Pour fonctionner et survivre, l’être humain a dû développer la capacité de prendre des décisions rapidement. Les expériences antérieures et les connaissances acquises sont devenues essentielles à une prise de décision efficace.

Dans un monde stable et cohérent, il n’est pas nécessaire de tout remettre en question lorsque vient le temps de prendre une décision. D’où l’utilité du biais de confirmation. Il permet aussi de garder une certaine cohésion sociale dans des petits groupes.
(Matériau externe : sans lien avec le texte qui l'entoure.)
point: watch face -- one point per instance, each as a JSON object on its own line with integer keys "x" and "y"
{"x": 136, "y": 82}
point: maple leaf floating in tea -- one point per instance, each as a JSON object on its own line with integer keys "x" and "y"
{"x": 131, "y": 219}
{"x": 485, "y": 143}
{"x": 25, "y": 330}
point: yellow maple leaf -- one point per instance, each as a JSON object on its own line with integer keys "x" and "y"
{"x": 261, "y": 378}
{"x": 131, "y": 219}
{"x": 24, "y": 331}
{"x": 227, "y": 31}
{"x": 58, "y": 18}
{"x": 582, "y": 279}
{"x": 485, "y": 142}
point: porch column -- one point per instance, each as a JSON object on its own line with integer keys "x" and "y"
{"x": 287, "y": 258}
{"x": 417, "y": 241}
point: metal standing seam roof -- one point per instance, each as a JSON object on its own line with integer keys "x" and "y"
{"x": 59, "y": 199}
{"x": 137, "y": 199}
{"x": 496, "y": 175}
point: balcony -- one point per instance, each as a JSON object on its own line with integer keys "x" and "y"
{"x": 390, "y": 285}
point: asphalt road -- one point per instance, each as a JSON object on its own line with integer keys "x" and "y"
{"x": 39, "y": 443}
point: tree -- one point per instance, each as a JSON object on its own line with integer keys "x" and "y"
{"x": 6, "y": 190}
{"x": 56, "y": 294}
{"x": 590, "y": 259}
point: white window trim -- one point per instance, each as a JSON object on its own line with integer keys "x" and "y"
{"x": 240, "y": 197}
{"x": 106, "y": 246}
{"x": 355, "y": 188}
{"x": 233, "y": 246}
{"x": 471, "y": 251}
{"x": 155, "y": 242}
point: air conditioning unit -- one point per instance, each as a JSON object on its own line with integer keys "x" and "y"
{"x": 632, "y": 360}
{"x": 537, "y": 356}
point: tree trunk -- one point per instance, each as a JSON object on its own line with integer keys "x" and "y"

Par contre, ce monde stable et cohérent n’existe (presque) plus. La vie dans une société composée de millions de personnes n’a rien à voir avec la vie des groupes nomades ou des petites cités-États. Les relations et les interactions entre tous les citoyens sont vertigineusement plus complexes.

Mais le biais de confirmation reste bien implanté. Notre subconscient a pris l’habitude de seulement prendre en compte notre point de vue, nos besoins, notre façon de voir le monde afin de pouvoir réagir rapidement.

À lire : Une «tempête parfaite» pour la désinformation électorale

Votre biais et vos réseaux sociaux

Les réseaux sociaux exploitent majestueusement bien notre biais de confirmation. Les algorithmes sont programmés pour nous présenter des informations de même nature que les précédentes dans le but de nous rendre accros et d’agir sur notre dopamine.

Très rapidement, l’internaute crée une bulle qui laisse entrer très peu ou pas de points de vue divergents au sien.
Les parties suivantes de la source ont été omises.